Batching team member Tesh Patel at the DoH counters this attack by saying that contractors could enter into joint ventures to share the burden of dealing with such large projects. Despite the straight bat played by Patel, it is clear that the government is concerned by the capacity issue: a DoH source has confirmed that some later batches are likely to be closer to the £50m-mark. "We envisage joint ventures and smaller batches of hospitals and mental health schemes," the source says.

Patel also believes that the DoH will provide administrative support to the private sector with the establishment of a board, consisting of DoH officials and representatives of each of the NHS trusts involved in a bundle, to co-ordinate the developments.

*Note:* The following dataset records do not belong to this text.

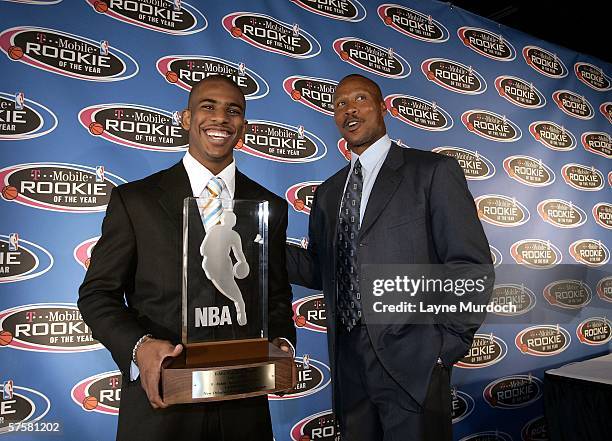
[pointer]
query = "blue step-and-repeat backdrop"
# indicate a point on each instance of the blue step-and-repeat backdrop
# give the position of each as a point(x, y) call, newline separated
point(88, 100)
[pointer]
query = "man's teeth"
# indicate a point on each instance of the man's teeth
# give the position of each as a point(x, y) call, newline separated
point(217, 134)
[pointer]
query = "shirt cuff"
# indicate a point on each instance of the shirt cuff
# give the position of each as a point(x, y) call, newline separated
point(134, 371)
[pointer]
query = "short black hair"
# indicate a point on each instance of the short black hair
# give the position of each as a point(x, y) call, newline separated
point(372, 83)
point(215, 78)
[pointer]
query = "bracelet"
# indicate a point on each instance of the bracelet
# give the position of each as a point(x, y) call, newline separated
point(140, 341)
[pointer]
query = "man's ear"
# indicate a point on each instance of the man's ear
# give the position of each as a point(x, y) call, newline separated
point(243, 131)
point(186, 119)
point(383, 108)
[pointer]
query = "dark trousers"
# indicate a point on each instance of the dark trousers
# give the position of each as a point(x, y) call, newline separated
point(373, 406)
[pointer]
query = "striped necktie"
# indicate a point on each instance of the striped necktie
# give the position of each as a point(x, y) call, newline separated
point(349, 295)
point(213, 208)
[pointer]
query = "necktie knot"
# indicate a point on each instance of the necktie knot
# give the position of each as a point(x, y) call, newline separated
point(215, 187)
point(212, 209)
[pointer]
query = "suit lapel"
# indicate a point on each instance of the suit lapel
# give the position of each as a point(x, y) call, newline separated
point(176, 187)
point(331, 204)
point(386, 184)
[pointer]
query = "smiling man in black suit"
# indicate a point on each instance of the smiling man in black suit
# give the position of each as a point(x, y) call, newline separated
point(131, 295)
point(390, 205)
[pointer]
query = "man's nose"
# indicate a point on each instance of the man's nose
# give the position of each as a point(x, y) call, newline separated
point(219, 115)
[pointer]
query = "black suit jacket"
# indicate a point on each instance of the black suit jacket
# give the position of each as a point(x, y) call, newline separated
point(420, 211)
point(133, 287)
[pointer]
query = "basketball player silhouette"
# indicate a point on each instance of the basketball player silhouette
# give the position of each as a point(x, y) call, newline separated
point(217, 264)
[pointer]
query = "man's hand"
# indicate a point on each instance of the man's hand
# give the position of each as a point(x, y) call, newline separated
point(149, 358)
point(283, 345)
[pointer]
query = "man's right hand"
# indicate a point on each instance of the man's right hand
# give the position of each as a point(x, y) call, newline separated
point(149, 358)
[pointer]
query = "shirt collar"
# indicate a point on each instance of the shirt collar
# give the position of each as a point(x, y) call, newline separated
point(373, 154)
point(200, 175)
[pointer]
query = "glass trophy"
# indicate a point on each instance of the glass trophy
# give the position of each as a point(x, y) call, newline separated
point(224, 332)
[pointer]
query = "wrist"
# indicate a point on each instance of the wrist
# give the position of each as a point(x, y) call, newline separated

The birth of hospital batching: Salford, Tameside and Bradford

  • 16 May 2003: Invitation to tender advertised in Official Journal of European Communities.
  • 28 May 2003: DoH holds open day at Hope Hospital in Salford for 100 industry executives to learn more about how the first hospital batch will work.
  • 23 June 2003: Prequalification questionnaire issued to prospective bidders.
  • 11 August 2003: Deadline for return of questionnaires.
  • 8 September 2003: Shortlist of three bidders decided.
  • 9 September 2003: Invitation to negotiate issued to shortlisted bidders.
  • 6 February 2004: Deadline for returns of invitation to negotiate documents.
  • 7 April 2004: Evaluation of bids completed.
  • 8 April–6 May 2004: DoH approvals secured.
  • 7 May 2004: Framework agreed and signed with preferred bidder.
  • February 2005: Financial close of Salford Hospital.
  • May 2005: Financial close of second hospital (Tameside or Bradford).
  • August 2005: Financial close of third scheme.